Aunque el batacazo real de la campaña estaba por llegar. La ansiada final de Champions por la afición del Chelsea al fin se había hecho realidad y con Moscú, territorio de su máximo mandatario, como escenario. Lampard se vestiría de protagonista durante el transcurso del encuentro con un gol que iba dirigido claramente a su familia. El pequeño de los Lampard no dudó en disputar la final a pesar de que su madre había fallecido recientemente, pero tampoco dudó en dedicarle el gol rompiendo a llorar mientras lo celebraba. Aunque las lágrimas que de verdad derramaría en el césped del Luznhiki llegarían minutos después con un compañero de viaje en su trayectoria blue como protagonista, John Terry.
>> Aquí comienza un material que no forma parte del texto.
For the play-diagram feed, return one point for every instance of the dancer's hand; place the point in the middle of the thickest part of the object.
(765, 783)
Pero aquella aciaga noche para la familia Lampard no quedaría así y el destino les traía otra noche primaveral. Esta vez Londres y Munich estarían interconexionadas para que las dos grandes pasiones de la familia Lampard victoreasen al mismo tiempo. Sin apenas espacio para celebrar la vuelta a la élite del club de la familia, el West Ham, sobre el '8' de una camiseta azul en el Allianz aparecía el histórico apellido inglés que posteriormente alzaría al cielo de Europa con alegría la Champions League. Una pasión, el fútbol; dos sentimientos, West Ham y Chelsea.